Measurement of parameters related to oxidative stress in cerebral homogenates
The brain tissue were homogenized with 9 times the volume of PBS on ice and then centrifuged to prepare homogenates. The contents of malondialdehyde (MDA) and glutathione (GSH) as well as the activities of SOD and GSH-Px in the cerebral homogenates were measured following the respective manufacturer’s protocols (Nanjing Jiancheng Bio-Engineering Co., Ltd., Nanjing, China). Protein contents in the cerebral homogenates were determined using the bicinchoninic acid assay kit (Nanjing Jiancheng Bio-Engineering Co., Ltd., Nanjing, China).
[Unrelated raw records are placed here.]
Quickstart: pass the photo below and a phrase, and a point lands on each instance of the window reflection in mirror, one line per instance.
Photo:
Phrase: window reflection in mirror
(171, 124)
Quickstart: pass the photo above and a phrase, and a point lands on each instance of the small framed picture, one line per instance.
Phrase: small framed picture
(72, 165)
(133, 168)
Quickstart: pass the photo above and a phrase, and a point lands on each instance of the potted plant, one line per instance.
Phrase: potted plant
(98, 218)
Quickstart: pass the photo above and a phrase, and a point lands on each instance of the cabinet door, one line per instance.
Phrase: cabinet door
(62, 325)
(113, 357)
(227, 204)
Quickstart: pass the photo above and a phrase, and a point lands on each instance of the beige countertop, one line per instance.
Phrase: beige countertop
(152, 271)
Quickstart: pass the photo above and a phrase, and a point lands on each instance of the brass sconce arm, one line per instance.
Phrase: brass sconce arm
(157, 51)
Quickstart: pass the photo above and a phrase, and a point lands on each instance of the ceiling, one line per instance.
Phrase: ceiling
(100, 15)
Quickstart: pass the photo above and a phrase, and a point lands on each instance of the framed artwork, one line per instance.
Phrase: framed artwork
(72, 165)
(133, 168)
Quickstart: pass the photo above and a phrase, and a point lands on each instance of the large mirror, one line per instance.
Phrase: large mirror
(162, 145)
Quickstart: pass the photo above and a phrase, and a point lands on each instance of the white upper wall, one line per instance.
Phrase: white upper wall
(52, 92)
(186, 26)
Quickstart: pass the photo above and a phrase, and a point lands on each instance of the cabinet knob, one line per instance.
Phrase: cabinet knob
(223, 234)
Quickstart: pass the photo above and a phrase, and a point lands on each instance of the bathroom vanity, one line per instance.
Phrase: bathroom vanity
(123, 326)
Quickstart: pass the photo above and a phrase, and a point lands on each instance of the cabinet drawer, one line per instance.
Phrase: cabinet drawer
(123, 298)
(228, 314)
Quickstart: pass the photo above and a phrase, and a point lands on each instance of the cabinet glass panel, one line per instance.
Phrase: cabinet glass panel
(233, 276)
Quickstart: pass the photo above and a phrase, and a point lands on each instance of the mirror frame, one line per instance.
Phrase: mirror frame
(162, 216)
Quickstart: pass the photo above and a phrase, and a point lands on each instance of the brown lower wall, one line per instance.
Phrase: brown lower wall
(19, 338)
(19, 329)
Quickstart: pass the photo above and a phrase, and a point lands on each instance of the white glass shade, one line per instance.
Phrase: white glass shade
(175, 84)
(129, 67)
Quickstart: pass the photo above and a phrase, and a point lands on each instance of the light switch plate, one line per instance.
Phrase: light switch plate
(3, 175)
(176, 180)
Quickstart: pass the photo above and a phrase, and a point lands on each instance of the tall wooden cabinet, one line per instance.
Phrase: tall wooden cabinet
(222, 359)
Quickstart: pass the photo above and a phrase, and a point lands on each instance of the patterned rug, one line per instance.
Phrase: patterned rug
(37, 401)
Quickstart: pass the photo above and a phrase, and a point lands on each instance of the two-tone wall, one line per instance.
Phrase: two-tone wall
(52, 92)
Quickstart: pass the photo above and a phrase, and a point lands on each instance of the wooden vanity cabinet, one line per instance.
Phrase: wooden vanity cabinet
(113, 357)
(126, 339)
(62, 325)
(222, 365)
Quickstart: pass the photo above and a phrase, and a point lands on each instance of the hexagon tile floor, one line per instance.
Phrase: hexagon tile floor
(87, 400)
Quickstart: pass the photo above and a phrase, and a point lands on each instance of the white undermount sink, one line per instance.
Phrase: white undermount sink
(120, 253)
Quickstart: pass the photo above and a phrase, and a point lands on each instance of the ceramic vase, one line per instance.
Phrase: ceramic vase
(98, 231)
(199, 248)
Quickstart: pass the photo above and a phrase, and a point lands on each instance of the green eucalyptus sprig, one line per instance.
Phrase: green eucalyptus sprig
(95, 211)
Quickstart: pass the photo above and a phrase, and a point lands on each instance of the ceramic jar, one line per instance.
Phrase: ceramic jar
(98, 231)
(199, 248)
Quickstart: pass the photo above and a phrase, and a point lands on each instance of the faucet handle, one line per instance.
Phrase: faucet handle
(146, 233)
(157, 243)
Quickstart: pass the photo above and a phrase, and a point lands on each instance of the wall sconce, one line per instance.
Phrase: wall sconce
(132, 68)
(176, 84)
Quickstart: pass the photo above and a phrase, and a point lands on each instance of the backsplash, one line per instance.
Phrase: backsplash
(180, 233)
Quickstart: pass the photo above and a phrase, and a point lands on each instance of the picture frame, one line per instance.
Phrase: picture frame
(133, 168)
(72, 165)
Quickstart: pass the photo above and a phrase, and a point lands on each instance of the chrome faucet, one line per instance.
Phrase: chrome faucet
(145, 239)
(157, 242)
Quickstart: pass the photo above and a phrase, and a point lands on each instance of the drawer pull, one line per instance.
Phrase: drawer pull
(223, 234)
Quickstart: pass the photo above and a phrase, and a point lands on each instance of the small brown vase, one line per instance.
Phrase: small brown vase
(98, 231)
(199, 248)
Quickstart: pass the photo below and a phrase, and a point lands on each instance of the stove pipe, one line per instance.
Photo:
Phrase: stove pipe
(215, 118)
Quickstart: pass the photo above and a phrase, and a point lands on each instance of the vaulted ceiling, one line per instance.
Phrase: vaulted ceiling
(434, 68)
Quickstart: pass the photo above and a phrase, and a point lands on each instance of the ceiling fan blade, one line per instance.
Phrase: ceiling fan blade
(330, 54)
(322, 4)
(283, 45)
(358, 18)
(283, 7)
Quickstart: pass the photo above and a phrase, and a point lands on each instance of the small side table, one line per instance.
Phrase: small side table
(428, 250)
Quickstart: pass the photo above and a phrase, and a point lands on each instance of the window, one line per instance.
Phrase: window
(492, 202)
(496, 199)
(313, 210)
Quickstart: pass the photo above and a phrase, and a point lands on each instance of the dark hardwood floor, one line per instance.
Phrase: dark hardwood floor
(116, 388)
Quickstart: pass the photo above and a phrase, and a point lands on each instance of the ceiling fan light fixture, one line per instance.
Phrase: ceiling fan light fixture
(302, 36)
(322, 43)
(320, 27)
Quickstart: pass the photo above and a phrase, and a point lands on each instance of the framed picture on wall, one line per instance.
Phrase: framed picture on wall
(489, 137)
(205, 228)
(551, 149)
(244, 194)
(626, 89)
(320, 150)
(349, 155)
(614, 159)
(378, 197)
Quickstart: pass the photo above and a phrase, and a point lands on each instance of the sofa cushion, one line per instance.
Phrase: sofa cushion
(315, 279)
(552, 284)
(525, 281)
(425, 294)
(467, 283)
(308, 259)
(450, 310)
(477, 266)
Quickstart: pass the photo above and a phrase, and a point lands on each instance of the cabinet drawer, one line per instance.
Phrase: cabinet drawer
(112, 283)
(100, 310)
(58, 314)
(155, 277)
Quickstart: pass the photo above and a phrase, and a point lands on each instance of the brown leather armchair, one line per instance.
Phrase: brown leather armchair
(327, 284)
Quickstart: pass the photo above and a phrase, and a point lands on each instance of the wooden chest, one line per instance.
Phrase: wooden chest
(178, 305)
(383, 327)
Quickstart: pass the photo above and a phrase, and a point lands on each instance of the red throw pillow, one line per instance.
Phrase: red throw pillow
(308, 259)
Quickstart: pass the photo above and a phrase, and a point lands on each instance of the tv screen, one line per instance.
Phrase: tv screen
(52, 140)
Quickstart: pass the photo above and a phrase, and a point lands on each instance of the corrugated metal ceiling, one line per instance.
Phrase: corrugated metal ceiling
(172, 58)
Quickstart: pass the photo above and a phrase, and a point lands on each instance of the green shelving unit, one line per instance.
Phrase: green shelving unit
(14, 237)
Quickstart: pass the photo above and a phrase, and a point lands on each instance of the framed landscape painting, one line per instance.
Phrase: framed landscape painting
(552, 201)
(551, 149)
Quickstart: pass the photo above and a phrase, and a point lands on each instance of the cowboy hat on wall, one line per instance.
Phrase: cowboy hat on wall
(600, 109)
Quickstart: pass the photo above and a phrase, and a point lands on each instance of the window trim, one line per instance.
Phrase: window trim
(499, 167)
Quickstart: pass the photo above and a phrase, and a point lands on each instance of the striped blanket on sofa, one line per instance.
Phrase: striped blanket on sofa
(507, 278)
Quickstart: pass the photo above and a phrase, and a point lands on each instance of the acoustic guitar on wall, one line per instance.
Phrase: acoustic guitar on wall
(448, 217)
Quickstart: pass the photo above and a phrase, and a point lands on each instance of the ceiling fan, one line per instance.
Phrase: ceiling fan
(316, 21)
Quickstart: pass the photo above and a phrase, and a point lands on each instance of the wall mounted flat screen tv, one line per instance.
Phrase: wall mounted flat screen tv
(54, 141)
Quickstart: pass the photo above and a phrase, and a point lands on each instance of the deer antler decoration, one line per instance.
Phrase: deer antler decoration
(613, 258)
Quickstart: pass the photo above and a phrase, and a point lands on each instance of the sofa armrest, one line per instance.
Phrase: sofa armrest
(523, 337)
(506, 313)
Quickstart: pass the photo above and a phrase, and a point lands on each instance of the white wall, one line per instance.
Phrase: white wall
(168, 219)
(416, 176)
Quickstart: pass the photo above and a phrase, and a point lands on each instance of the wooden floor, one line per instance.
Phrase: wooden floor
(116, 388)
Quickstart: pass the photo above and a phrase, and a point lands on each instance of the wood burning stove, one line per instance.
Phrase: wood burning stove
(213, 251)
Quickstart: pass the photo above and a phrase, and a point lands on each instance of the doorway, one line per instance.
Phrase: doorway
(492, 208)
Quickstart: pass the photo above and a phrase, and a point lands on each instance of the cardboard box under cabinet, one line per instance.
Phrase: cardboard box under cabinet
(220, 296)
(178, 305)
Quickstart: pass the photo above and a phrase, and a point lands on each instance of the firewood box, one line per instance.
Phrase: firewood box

Measurement of IL-1β and TNF-ɑ levels in cerebral homogenates
The concentrations of IL-1β and TNF-ɑ in cerebral homogenates were determined using using ELISA kits according to the manufacturer’s instructions (IL-1β: PeproTech Inc., NJ, USA; TNF-ɑ: R&D Systems, Minneapolis, MN, USA).
All experiments were conducted with two technical replicates. Data were expressed as the mean ± SD, and analyzed using one-way analysis of variance (ANOVA) with post hoc Tukey test by SPSS 22.0 software. P < 0.05 or P < 0.01 was considered statistically significant.